I did some research. Dahl and Hemmingway in 1944. Who knew? I was just guessing based on their writing style. Hemingway never wrote children’s stories, though, as far as I know.

“Baby shoes for sale, never used,” is Hemingway’s famous six word story. Dahl writes similar straightforward, simple but clearly detailed sentences with so much meaning behind the words. From The Soldier: “Yesterday, lying in bed in the early morning when the noise of the gunfire was just beginning far away down in the valley, he had reached out with his left hand and touched her body for a little comfort. ‘What on earth are you doing?’ Nothing, dear. ‘You woke me up.’ I’m sorry. It would be a help if she would only let him lie closer to her in the early mornings when he began to hear the noise of gunfire.”

If the reader may indulge, I’d like to add a short story alongside these literary giants, but I should say at the outset, should anyone wish to publish this story, I didn’t write it. An anonymous someone told me this story. Here it is: “We tried. It didn’t work. That’s it.”

Of course, in all these stories, there is so much left unsaid. There’s much more to it than that. And much more that to it, as well. But in some stories, words just get in the way. Dahl, Hemingway and Anonymous made an art of using only the absolutely necessary and essential words to capture and convey hearts and souls and stories. My own writing tends to be more dramatic, poetic, romantic, ambiguous and, admittedly, as these three legendary short story authors would surely agree, pathetic. It seems the more I write, the further I get from finishing the story.

In the spirit of disturbing and unexpected things, I’m putting this here because Dahl and Hemingway, and others I hope, can appreciate the direct clarity and unambiguous stoicism of the writing. It just is what it is:

“You are so beautiful like this.” His voice was a smoky whisper. “Lost in sensation, your lovely skin flushed. You make me need you. I need to touch you. Taste you.”

“Yes,” she murmured, the sponge moving over her sex, his words making her shudder, desire sharp and pure dancing into her. She felt desperate suddenly, needed him, all of him: his hands, his mouth, his lovely hard cock.

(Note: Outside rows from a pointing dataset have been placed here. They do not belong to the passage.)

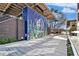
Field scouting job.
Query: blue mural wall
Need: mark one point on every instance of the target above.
(35, 24)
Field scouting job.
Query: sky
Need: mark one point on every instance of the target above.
(68, 9)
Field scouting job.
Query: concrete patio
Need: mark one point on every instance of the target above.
(52, 45)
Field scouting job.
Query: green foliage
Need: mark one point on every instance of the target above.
(7, 40)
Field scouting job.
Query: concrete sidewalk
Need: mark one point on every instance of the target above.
(47, 46)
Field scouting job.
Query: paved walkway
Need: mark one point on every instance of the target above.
(47, 46)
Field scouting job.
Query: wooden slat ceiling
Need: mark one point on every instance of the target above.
(15, 9)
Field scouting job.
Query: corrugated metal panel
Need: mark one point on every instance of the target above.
(35, 24)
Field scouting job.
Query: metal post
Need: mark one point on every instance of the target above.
(17, 28)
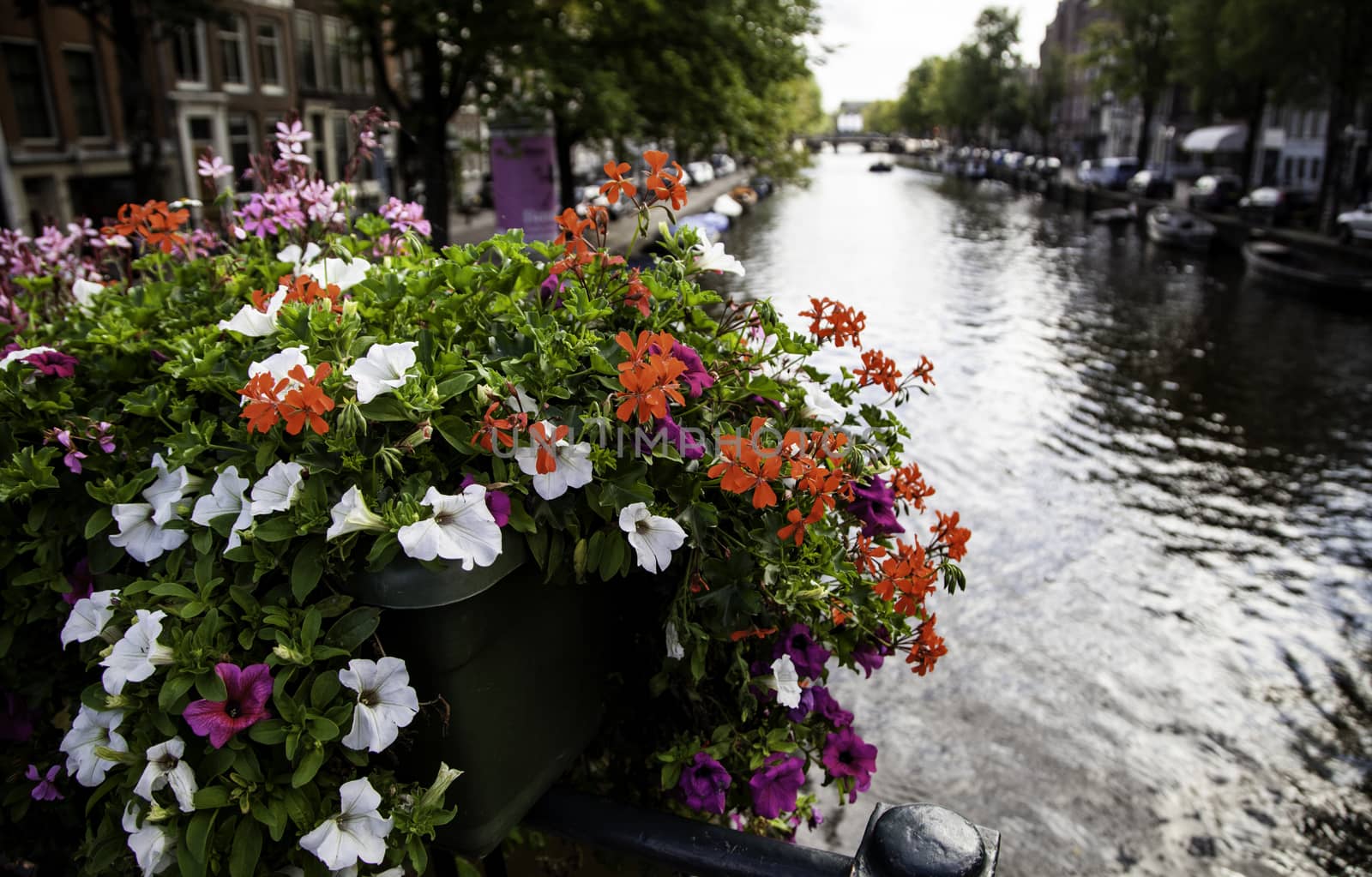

“God, what you do to me.” His tone was strangled as he dropped the sponge into the water and pulled her close, crushing her breasts against the hard plane of his chest. His cock was a rigid shaft against her belly. The energy between them shifted, intensified, a deep primal lust burning. And all she wanted was him inside her body.

……………………………………And so on.

The off-kilter beats of Radiohead. Disturbing and unexpected. Forget about your house of cards, and I’ll do mine.

This was all really unexpected, wasn’t it? It says “expect the unexpected” right in the title, so, as Radiohead sings in another song, “no alarms, no surprises, please.”